Gravity Rush Review
Gravity Rush is uniquely exciting with original gameplay mechanics and presentation.
Gravity Rush, a new idea by the creative minds behind the first Silent Hill and Siren was a tough sell for me. I am not into the anime aesthetic and also did not like the idea of controlling what looked to be a young teen female protagonist. Luckily the games original art style, likeable characters, music and interesting gameplay has changed my first impressions in a big way.
The game starts off in the floating city of Hekseville. Kat crashes down into the town with no memory and a black cat that gives her the ability to control the gravity around her. Other details of the story delve into anime kookiness. There is an old man who is possibly god, another powerful lady who has a crow as her spirit animal, shadow creatures called the nevi, children living in the depths like the lost boys, a military lady with a mega man blaster, etc. Where I was turned off by some of these plot points, Kat’s eager and fun attitude to solve problems gave the game a wholesome charm. The cutscenes also involved moving comic panels that were really unique. It also did not hurt that the music and city designs are absolutely spectacular. The game director; Keiichiro Toyama stated that Moebius’s old French comics were his inspiration for the floating cities.
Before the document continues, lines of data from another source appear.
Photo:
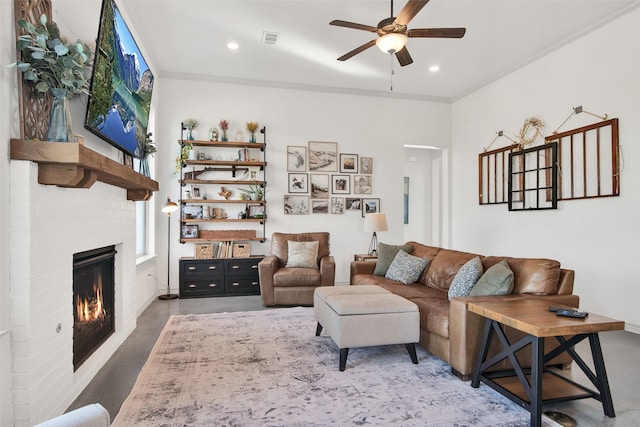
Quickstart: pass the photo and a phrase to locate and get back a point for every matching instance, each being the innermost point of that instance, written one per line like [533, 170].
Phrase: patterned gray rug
[267, 368]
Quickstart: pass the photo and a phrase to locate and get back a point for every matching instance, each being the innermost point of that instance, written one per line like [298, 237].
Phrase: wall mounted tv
[121, 86]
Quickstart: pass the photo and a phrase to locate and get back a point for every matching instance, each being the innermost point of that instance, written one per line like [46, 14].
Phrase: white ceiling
[188, 38]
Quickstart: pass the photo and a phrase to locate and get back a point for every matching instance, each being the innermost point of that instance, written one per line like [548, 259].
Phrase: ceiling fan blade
[452, 33]
[347, 24]
[410, 10]
[403, 57]
[357, 50]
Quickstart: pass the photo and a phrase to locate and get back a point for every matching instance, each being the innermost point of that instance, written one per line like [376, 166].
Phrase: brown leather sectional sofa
[447, 329]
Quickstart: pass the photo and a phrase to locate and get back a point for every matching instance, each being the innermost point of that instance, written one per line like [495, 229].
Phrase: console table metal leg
[601, 375]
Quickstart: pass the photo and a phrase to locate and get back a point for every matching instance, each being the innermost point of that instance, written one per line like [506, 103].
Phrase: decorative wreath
[530, 123]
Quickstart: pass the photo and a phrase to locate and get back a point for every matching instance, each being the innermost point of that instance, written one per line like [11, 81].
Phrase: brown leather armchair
[294, 285]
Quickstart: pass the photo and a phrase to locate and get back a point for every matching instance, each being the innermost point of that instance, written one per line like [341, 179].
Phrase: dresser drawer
[242, 266]
[201, 267]
[209, 286]
[242, 285]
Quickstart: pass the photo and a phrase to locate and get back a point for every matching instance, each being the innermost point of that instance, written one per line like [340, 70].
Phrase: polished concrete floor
[114, 381]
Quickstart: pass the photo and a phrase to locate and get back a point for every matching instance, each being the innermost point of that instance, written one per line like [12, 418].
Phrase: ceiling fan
[393, 32]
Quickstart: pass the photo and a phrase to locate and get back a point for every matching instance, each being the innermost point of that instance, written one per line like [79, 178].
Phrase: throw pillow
[406, 268]
[497, 280]
[386, 254]
[466, 278]
[302, 254]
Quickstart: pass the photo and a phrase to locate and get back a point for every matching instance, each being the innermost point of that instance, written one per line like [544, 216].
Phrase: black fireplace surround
[93, 301]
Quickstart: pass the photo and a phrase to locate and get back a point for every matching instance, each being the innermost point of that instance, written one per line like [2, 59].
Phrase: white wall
[598, 238]
[361, 125]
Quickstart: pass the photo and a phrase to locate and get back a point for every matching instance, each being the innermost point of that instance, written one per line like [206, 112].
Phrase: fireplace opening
[93, 301]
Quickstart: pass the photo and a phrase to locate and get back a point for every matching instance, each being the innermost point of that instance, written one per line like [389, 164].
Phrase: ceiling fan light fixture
[392, 42]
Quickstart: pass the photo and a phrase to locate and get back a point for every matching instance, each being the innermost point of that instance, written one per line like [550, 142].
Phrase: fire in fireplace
[93, 301]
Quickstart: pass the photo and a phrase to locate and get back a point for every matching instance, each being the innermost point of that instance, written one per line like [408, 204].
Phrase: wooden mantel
[72, 165]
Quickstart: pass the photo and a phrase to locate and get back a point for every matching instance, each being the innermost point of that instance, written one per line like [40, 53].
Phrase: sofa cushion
[386, 254]
[302, 254]
[466, 278]
[406, 268]
[497, 280]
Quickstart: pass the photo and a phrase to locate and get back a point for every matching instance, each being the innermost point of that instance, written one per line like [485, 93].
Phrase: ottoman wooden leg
[344, 352]
[411, 348]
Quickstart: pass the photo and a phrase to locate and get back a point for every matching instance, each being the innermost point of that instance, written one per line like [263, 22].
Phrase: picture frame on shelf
[348, 163]
[370, 206]
[362, 184]
[337, 205]
[296, 204]
[353, 204]
[192, 212]
[319, 186]
[320, 206]
[189, 231]
[296, 158]
[366, 165]
[298, 183]
[340, 184]
[323, 156]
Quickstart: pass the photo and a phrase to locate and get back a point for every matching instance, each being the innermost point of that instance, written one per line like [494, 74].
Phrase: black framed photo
[296, 204]
[189, 231]
[319, 186]
[348, 163]
[340, 184]
[298, 183]
[296, 158]
[370, 206]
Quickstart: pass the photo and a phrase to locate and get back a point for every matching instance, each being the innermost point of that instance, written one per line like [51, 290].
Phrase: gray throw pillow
[302, 254]
[386, 254]
[466, 278]
[406, 268]
[497, 280]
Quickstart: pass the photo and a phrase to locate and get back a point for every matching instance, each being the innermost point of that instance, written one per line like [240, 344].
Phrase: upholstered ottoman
[366, 315]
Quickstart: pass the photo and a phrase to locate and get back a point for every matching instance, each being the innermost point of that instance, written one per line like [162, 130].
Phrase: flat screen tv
[121, 86]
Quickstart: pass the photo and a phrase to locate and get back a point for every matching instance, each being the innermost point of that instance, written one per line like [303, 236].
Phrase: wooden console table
[532, 387]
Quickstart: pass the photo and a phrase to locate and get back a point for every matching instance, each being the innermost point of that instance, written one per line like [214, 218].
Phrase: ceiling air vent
[269, 37]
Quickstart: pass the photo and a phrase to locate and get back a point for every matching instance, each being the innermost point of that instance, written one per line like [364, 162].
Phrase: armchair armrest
[327, 271]
[266, 269]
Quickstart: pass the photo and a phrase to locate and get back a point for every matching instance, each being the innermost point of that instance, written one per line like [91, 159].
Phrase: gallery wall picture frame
[353, 204]
[296, 158]
[348, 163]
[323, 156]
[366, 165]
[298, 183]
[295, 204]
[189, 231]
[319, 186]
[340, 184]
[370, 206]
[320, 206]
[337, 205]
[362, 184]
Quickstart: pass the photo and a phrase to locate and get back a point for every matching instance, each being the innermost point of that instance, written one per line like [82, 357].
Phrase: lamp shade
[392, 42]
[375, 222]
[169, 207]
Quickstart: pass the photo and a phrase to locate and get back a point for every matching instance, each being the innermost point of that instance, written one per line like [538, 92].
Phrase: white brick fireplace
[48, 225]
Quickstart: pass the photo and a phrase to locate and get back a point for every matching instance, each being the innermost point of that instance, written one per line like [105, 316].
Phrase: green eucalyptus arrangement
[48, 61]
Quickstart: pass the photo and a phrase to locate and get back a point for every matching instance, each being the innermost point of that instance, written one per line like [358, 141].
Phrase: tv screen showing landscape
[121, 86]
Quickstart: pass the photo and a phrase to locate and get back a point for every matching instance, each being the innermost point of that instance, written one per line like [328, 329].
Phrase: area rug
[267, 368]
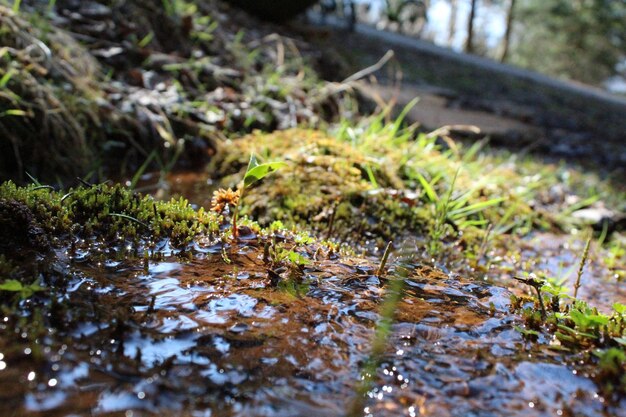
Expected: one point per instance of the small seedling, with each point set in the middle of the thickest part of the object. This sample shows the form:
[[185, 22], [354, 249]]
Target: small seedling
[[383, 261], [536, 283], [254, 173], [581, 268]]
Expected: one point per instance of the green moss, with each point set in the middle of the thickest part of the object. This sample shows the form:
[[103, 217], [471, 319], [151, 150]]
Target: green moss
[[599, 339], [113, 213], [325, 187]]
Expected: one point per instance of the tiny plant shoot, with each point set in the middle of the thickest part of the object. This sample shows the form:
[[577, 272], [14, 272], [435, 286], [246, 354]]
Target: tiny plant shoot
[[255, 172]]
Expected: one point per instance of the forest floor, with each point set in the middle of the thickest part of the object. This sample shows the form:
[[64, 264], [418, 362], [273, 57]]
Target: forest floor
[[254, 231], [517, 109]]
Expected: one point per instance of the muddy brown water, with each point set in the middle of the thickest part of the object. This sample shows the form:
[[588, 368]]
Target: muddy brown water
[[212, 336]]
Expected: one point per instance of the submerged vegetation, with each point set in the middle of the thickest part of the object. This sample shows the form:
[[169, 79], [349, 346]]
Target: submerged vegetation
[[378, 260]]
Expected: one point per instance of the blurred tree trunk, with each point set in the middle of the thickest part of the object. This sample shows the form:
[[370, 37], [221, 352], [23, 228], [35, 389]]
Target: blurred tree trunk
[[506, 41], [469, 43], [454, 8]]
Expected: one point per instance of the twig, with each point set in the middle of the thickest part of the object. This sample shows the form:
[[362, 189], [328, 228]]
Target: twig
[[383, 261], [371, 69]]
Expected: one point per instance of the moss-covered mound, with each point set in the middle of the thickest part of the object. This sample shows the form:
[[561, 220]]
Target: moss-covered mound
[[111, 214], [327, 186]]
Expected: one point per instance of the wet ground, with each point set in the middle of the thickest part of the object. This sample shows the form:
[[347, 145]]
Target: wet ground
[[215, 333]]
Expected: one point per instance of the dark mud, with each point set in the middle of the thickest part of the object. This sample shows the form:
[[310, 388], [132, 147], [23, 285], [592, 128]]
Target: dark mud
[[218, 334]]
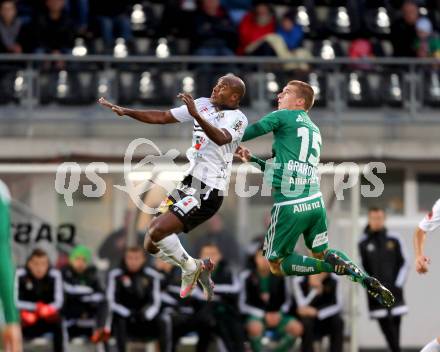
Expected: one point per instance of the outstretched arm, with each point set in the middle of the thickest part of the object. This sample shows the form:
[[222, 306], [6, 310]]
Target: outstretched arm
[[219, 136], [419, 248], [146, 116]]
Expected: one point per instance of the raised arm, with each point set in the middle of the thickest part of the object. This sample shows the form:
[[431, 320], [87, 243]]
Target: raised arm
[[146, 116]]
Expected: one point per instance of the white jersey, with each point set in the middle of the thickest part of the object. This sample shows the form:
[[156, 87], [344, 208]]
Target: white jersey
[[209, 162], [432, 220]]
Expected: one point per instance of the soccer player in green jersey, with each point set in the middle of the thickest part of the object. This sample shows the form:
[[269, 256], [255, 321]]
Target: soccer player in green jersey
[[299, 207], [12, 341]]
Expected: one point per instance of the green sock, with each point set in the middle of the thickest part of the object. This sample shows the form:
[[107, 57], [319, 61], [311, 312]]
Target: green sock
[[285, 344], [255, 343], [301, 265], [343, 255]]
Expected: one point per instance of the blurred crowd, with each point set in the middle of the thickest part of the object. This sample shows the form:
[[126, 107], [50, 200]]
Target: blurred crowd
[[138, 299], [222, 27]]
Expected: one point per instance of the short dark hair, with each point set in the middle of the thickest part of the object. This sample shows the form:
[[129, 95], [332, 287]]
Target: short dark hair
[[375, 208]]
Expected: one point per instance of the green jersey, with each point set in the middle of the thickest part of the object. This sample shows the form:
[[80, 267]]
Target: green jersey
[[6, 265], [296, 150]]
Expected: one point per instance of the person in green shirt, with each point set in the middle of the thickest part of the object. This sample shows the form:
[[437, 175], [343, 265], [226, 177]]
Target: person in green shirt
[[12, 340], [299, 207]]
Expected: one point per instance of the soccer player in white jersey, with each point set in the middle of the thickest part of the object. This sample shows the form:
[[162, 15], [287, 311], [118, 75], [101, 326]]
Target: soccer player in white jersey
[[429, 223], [218, 128]]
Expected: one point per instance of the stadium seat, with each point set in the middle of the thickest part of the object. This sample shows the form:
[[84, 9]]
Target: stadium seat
[[12, 85], [327, 49], [127, 84], [120, 49], [73, 87], [318, 82]]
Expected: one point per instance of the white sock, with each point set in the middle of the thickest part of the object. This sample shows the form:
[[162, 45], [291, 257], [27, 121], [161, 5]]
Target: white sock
[[433, 346], [161, 255], [172, 248]]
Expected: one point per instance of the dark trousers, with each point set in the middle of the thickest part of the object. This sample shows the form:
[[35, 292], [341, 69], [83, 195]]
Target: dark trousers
[[209, 323], [128, 329], [390, 327], [315, 329], [41, 328]]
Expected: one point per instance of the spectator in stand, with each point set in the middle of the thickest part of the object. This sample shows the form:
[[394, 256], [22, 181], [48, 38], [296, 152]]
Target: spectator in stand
[[113, 20], [427, 43], [85, 308], [253, 29], [40, 298], [319, 305], [264, 301], [53, 29], [237, 9], [133, 294], [405, 27], [11, 30], [392, 270], [226, 319], [215, 32]]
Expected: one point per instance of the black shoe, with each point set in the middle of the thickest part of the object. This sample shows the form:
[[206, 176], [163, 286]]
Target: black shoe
[[379, 292], [341, 267]]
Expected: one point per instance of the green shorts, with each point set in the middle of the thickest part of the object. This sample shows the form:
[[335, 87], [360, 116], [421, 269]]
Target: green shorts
[[290, 219]]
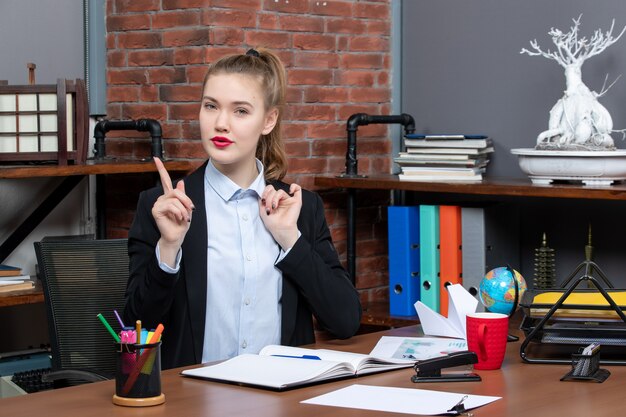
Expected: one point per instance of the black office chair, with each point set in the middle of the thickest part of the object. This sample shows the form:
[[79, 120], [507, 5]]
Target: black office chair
[[81, 278]]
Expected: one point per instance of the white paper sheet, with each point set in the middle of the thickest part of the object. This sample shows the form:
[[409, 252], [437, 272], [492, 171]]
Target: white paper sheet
[[416, 348], [398, 400], [461, 303]]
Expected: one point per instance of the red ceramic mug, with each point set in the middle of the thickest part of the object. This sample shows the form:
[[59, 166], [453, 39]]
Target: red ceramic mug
[[486, 335]]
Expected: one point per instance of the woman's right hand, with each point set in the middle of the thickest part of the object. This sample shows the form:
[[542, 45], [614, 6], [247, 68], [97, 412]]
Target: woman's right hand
[[172, 213]]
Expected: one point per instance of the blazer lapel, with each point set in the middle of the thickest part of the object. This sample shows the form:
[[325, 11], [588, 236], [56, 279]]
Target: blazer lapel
[[195, 259]]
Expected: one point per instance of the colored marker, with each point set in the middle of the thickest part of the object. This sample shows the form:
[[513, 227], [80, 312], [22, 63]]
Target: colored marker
[[108, 327], [119, 319]]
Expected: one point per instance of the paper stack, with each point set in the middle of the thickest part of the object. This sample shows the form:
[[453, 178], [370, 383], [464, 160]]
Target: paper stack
[[444, 157]]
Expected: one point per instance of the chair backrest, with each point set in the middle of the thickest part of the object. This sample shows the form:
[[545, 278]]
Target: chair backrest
[[81, 278]]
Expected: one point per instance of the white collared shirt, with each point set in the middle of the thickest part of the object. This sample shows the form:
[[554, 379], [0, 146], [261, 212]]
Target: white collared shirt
[[244, 288]]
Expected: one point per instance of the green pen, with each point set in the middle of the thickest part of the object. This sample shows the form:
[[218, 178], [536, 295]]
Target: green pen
[[108, 326]]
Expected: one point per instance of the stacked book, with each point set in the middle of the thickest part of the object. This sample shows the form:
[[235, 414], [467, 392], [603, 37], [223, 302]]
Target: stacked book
[[444, 157], [11, 279]]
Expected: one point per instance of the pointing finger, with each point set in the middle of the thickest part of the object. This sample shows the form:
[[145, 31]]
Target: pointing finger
[[166, 181]]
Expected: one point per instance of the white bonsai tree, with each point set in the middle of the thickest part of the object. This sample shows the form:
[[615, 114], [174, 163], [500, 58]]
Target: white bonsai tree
[[577, 121]]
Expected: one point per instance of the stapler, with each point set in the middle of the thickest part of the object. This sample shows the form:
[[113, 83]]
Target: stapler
[[429, 370]]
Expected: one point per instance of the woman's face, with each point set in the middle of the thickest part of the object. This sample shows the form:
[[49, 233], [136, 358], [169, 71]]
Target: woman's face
[[232, 119]]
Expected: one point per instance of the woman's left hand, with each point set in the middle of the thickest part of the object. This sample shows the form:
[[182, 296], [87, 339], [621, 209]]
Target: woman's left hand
[[280, 211]]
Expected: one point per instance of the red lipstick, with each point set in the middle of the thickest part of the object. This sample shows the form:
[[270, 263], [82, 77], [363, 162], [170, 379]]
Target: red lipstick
[[221, 142]]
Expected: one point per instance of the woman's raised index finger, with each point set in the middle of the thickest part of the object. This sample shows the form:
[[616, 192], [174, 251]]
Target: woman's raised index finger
[[166, 181]]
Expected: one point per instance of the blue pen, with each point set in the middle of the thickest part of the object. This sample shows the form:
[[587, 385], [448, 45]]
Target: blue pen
[[313, 357]]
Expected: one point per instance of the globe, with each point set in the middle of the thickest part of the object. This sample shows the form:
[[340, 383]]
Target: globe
[[497, 289]]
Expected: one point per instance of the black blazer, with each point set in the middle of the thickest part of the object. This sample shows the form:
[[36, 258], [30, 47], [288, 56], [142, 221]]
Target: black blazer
[[314, 282]]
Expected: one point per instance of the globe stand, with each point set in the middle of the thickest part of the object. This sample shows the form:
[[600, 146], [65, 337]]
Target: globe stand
[[511, 337]]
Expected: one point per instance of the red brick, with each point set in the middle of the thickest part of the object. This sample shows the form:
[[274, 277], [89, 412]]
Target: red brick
[[379, 28], [126, 77], [123, 94], [362, 61], [358, 78], [326, 130], [274, 40], [120, 23], [152, 58], [371, 10], [185, 149], [125, 6], [309, 77], [149, 93], [138, 40], [370, 95], [171, 130], [215, 53], [328, 147], [298, 148], [301, 23], [291, 6], [348, 26], [369, 44], [267, 21], [166, 20], [166, 75], [238, 4], [144, 111], [295, 131], [185, 4], [180, 93], [183, 111], [226, 36], [190, 130], [229, 17], [185, 56], [317, 60], [331, 8], [306, 165], [116, 58], [196, 75], [189, 37], [314, 42], [311, 112], [326, 95]]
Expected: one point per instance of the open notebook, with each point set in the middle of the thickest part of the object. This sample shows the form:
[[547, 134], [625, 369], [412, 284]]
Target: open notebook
[[282, 367]]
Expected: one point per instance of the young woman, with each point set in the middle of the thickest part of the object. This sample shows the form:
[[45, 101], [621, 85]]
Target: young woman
[[231, 259]]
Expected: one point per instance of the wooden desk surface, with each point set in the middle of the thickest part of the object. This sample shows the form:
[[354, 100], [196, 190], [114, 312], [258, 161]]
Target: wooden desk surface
[[527, 390]]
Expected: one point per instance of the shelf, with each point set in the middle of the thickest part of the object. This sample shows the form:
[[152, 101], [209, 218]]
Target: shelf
[[376, 313], [92, 167], [32, 296], [495, 187]]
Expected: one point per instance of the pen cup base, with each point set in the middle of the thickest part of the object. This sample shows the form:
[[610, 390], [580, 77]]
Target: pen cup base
[[139, 402]]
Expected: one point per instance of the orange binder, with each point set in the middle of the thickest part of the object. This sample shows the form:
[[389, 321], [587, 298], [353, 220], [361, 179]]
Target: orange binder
[[450, 260]]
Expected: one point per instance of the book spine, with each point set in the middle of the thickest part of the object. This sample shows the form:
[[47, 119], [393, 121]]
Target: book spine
[[429, 256], [404, 259], [450, 259]]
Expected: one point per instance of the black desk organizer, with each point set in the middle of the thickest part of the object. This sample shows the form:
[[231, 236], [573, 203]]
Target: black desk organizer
[[586, 367], [558, 339]]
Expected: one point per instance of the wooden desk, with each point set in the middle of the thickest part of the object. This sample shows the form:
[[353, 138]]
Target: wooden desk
[[527, 390]]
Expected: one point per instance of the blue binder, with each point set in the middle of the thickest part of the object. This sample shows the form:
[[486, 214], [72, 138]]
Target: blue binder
[[404, 259], [429, 256]]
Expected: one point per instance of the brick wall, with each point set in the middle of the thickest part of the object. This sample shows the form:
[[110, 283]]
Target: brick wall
[[337, 55]]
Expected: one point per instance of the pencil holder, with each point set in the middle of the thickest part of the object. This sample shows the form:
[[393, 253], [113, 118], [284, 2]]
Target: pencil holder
[[586, 367], [138, 375]]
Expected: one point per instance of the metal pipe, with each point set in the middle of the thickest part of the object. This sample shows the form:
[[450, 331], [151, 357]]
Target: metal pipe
[[354, 121], [141, 125]]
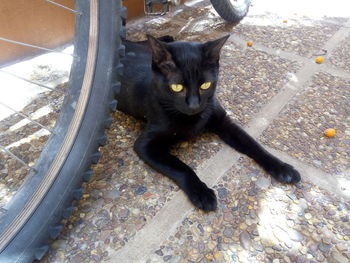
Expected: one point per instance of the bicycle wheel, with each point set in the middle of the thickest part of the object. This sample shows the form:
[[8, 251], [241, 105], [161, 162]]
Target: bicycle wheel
[[33, 215], [232, 11]]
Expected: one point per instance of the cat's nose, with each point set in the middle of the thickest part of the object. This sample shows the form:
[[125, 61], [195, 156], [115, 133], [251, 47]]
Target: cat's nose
[[193, 102]]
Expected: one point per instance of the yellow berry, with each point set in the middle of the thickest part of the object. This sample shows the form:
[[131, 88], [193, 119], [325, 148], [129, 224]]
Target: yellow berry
[[319, 60], [330, 132]]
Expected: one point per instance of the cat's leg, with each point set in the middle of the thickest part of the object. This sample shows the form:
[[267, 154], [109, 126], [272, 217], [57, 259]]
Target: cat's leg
[[237, 138], [153, 149]]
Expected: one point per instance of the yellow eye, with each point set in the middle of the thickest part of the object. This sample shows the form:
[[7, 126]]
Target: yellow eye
[[176, 87], [205, 85]]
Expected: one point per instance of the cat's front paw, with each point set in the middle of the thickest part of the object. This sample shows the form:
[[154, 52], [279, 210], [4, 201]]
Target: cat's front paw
[[202, 196], [284, 173]]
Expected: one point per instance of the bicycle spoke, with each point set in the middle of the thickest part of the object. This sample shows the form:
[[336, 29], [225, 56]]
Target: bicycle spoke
[[34, 46], [64, 7], [30, 81], [2, 148], [26, 116]]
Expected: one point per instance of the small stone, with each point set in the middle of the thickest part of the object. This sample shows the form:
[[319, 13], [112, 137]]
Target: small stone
[[235, 208], [263, 182], [339, 258], [257, 246], [243, 226], [123, 214], [324, 247], [112, 194], [218, 256], [245, 240], [222, 193], [147, 195], [228, 232], [346, 232], [140, 190], [277, 248], [303, 250], [295, 235], [228, 217], [201, 247], [211, 245], [184, 145], [341, 247], [208, 229], [167, 258], [308, 216], [200, 227], [345, 219]]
With the games focus on gravity abilities, it controls like nothing else out there. There is a learning curve, which unfortunately takes more time than usual to get use to. You press the right trigger and you then start to float, with a reticule showing. Point the reticule where you want and press the right trigger again to go there. Float onto a wall and you can walk along that platform even if it is sideways or upside down. It can be a little distorting but with spatial awareness, traversing areas become really fun. This is limited by a gauge but by end of the game you will feel like a Superman flying through the cities. You can also put two fingers on either side of the screen and go into a slide move that you control by tilting the handheld. Combat involves simple one button combos, a gravity kick and slide across the touchscreen to evade. Other abilities include a stasis field to throw objects and special moves that help you clear out enemies more effectively.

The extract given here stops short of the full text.